NACOGDOCHES, Texas — With standing mixers at the ready, teams of Stephen F. Austin State University students eagerly await the signal to kick off their competition. Three, two, one, and the students are off mixing ingredients to be the first to make whipped cream.
Recently, representatives from Dairy Max, a nonprofit dairy council representing dairy farm families across Texas, Oklahoma, New Mexico and Southwest Kansas, spoke to students enrolled in principles of food science courses in SFA’s School of Human Sciences.
Sarah Ryan, Dairy Max program coordinator, registered dietitian, SFA alumna and former SFA student regent, discussed how the company works with dairy farmers and the nutritional value of milk and other dairy products.
Ryan and her colleagues Katie McKee and Monica Silva informed students on the science behind milk’s role in the diet and in recipe applications. Students sampled two-percent, almond and pea milk while discussing the nutrition cow’s milk provides.
Dairy Max representatives also shook things up — literally — by having students shake heavy cream in jars to create butter. Students viewed and discussed different yogurts and why cow’s milk is ideal for making creamy yogurt.
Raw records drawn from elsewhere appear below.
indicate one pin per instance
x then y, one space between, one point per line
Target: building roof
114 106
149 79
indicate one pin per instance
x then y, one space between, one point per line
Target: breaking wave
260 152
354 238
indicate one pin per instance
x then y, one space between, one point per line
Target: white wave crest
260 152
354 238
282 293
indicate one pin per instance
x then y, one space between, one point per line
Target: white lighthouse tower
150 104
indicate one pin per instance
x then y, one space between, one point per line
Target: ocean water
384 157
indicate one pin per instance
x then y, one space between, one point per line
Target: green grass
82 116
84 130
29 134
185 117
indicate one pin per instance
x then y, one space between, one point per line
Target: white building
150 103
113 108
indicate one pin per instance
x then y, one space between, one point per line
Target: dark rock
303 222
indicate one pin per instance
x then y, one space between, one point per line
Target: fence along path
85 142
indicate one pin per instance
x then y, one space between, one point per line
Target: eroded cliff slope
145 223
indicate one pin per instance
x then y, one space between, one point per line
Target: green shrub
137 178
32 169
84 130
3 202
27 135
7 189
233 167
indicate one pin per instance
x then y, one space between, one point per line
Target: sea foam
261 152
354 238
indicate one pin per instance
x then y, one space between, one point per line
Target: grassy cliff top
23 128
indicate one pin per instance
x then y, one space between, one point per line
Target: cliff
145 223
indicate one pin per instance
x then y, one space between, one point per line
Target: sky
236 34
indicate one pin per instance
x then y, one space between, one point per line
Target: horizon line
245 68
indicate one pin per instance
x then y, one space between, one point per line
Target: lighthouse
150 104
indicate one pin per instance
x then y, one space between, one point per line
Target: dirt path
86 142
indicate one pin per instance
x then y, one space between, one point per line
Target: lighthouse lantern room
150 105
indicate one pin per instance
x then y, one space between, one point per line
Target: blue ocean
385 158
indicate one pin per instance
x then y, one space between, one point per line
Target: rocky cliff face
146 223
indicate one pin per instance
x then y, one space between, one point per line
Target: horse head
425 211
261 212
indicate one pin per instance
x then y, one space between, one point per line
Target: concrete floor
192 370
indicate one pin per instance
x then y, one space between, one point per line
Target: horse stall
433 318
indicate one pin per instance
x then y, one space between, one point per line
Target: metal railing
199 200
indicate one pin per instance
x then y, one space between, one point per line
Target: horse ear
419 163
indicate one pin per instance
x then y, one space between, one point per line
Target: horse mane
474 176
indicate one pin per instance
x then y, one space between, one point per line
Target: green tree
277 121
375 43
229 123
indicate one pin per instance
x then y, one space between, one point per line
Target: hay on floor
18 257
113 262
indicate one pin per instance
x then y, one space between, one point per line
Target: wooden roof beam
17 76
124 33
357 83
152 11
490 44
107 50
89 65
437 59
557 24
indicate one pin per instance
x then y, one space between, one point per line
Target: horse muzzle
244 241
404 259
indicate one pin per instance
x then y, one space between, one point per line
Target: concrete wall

Ryan also gave a frothing demonstration and explained the science behind why cow’s milk is better than others.
“The presentation was very informational and helped me learn more about the dairy industry and how to make things like butter and whipped cream,” said Raquel Martinez, SFA junior from Tyler.
The class ended with a taste of their homemade whipped creams over ice cream sundaes.
Jill Pruett, adjunct instructor at SFA, helped organize the demonstration and visit.
“The beautiful part of this presentation is Sarah is an SFA alumna, so it shows students what types of opportunities are available once they graduate,” Pruett said. “I love when we are able to bring new energy to a topic and reinforce key concepts that we cover in class.”
Likewise, Ryan and her team said they enjoyed sharing their knowledge with students and introducing them to new aspects of food science and nutrition.
“I have a special place in my heart for SFA,” Ryan said. “This class got me excited about food science, and I was thrilled to come back and share more about food science and how dairy fits into nutrition.”